More jimjil-bang for your jimjil-buck

I woke up two days ago in a jimjilbang, a Korean sauna. This was much better than the last time I slept in one. For starters, instead of paunchy middle-aged men drinking beer at oh-dark-thirty, I woke up to see the sun rising over Haeundae Beach and the Pacific Ocean. It wasn't all sunshine and kim chi though. I slept on a pillow the size and the feel of a DVD case, on large towels (beach towels?) that doubled as both a bed sheet and a blanket.

For about $7, the price was right, though I should specify that it was essentially like sleeping in the tiled lobby of a very clean office building. It's hardly unusual. There are sleeping rooms, vast labyrinths where humans lie dormant like unwanted products in a warehouse, but those tend to be unused. Rather, the common area of the spa is used by families, babies and all, for sleeping.

And thus concludes my week of influenza-inspired-internment-in-Ilsan. I visited many of Korea's most famous landmarks while accompanying Koreans as sort of a cross between their skilled monkey and the white-guy-adjusting-to-kimonos-and-the-Orient personified by Tom Cruise in The Last Samurai or Brad Pitt in Seven Years in Tibet (fun fact: I am not white).

A nice part about leaving the Seoul area is that you get to see the sort of old-tymee things that a lot of Koreans try to hide. This is the world of Mugunghwa-class trains, which are the cheapest class of trains in Korea, stopping at virtually every station on a line (ie every 10 minutes) and consisting mostly of impossibly old people precariously standing in the aisle. It's also the world of spartan restaurants, women carrying loads on their head, unruly fish markets and your friends taking a thousand pictures in a 24-hour trip.

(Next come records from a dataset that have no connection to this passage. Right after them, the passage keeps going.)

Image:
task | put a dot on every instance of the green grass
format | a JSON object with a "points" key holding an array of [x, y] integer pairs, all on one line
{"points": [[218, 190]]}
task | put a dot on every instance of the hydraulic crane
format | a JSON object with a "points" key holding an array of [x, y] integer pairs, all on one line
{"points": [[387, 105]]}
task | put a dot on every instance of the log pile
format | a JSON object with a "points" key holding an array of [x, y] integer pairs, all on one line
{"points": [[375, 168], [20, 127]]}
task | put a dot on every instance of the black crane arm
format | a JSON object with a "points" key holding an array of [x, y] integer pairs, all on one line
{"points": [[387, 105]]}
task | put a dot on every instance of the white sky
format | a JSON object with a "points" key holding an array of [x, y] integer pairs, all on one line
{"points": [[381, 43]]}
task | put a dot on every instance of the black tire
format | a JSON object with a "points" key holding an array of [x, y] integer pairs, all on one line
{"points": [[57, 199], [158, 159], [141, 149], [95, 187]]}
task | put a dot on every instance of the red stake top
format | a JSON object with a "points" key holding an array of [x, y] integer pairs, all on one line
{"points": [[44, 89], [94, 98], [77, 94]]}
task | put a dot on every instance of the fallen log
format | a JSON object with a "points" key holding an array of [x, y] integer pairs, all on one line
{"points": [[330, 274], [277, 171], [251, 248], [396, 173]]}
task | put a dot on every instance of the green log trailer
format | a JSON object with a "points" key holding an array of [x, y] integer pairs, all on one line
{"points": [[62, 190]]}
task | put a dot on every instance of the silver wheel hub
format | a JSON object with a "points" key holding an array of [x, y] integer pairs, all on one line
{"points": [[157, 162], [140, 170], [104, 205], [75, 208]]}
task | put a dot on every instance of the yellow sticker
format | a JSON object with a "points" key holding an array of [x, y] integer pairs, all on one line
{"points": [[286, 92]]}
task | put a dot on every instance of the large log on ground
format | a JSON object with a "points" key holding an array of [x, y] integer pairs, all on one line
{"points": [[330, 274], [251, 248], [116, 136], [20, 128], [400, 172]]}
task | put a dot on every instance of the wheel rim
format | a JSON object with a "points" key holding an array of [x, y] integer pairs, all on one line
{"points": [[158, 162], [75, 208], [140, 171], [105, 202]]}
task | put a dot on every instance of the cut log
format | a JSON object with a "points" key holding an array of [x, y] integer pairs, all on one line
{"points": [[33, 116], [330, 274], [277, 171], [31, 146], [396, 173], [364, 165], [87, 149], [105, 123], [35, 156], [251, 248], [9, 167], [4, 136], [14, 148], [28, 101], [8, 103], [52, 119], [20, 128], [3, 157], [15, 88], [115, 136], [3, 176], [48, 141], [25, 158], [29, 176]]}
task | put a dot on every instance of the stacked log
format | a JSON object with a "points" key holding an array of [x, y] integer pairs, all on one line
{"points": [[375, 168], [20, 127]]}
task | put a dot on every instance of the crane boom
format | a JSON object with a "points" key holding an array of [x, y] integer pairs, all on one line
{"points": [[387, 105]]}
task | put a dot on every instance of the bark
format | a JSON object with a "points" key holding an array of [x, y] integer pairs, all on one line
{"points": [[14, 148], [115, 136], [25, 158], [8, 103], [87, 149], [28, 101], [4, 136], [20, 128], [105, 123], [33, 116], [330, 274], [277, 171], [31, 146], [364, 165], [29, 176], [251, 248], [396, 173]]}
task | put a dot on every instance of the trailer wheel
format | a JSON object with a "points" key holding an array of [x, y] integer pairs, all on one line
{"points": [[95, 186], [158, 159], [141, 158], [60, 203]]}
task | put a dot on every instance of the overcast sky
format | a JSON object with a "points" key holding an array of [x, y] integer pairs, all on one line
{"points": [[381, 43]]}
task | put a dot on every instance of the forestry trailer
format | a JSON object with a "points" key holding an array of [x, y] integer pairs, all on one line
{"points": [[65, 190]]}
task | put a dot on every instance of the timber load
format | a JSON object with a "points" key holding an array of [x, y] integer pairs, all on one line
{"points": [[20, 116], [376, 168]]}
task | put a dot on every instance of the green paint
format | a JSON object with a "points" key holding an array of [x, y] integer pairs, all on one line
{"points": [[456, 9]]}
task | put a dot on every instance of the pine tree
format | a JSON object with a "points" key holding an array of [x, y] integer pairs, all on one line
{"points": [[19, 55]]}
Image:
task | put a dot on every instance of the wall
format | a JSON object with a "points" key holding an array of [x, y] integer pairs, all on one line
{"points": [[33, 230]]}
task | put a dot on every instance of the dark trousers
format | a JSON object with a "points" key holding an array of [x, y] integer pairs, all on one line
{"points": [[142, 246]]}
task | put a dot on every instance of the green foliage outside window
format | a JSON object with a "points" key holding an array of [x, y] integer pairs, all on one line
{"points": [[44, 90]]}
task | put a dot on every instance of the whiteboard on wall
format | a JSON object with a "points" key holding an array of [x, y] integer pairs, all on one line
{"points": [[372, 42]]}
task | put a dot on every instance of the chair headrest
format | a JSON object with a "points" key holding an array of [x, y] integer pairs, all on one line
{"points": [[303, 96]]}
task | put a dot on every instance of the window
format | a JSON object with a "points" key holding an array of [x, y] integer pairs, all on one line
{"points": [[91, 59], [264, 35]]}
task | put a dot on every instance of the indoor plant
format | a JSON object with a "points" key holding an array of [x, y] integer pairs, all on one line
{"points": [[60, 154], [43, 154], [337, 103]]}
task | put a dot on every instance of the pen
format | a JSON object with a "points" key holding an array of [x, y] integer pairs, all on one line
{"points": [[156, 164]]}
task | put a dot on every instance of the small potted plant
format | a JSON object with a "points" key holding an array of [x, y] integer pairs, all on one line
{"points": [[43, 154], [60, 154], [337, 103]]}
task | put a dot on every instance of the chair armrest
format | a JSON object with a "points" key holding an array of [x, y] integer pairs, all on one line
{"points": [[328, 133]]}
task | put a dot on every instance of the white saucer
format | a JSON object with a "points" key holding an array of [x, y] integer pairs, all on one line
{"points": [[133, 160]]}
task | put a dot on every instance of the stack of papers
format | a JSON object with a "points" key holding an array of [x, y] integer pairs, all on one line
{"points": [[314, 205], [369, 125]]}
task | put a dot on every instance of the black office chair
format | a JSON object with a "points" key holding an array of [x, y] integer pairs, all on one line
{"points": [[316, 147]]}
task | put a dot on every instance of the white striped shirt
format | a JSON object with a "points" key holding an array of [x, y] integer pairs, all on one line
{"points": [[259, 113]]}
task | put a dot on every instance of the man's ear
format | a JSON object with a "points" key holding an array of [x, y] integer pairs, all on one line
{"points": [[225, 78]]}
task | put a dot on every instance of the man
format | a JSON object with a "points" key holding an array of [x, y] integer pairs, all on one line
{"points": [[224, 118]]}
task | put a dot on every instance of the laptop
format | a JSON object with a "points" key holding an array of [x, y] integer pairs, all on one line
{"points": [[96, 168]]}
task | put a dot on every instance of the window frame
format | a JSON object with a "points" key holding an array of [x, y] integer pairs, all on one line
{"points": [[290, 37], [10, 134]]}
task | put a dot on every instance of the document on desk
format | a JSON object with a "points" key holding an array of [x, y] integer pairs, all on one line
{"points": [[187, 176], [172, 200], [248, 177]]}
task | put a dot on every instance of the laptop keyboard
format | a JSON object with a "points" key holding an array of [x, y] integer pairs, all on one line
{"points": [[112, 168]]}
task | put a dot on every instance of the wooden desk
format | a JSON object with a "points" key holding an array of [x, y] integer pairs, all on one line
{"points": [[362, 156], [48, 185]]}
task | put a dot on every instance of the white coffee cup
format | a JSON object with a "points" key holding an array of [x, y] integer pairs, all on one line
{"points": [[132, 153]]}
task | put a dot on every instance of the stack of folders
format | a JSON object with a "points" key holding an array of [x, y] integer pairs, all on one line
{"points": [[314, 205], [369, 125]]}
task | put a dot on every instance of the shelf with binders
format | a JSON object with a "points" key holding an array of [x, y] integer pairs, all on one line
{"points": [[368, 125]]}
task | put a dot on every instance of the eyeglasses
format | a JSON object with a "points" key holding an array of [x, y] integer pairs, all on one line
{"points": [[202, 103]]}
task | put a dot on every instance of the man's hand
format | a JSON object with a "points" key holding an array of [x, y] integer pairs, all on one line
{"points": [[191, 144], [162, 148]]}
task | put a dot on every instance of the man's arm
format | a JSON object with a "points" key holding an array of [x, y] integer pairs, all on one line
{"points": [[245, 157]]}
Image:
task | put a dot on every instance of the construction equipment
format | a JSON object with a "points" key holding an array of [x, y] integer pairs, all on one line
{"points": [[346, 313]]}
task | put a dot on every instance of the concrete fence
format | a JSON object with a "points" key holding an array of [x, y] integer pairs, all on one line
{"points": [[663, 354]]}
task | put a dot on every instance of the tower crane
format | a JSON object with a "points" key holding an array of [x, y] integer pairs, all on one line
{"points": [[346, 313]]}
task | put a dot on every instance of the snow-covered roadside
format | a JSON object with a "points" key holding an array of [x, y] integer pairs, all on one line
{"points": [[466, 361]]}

This also concludes my nearly five-month-long period of unemployment. It was a good run while it lasted, but it wasn't nearly the fantastic world of leisurely study and twice-daily runs that I imagined. Instead, it was a period of waking up in the early afternoon, running at dusk and watching old clips of the Daily Show online when football or Law and Order were not on. What still surprises me is that I get more done on busy days than idle days. On Monday, when I had to catch an 8:30 train to Busan and therefore left the house at 6:45, I woke up at 5 to run, ate breakfast and then read 100 pages of War and Peace before lunch.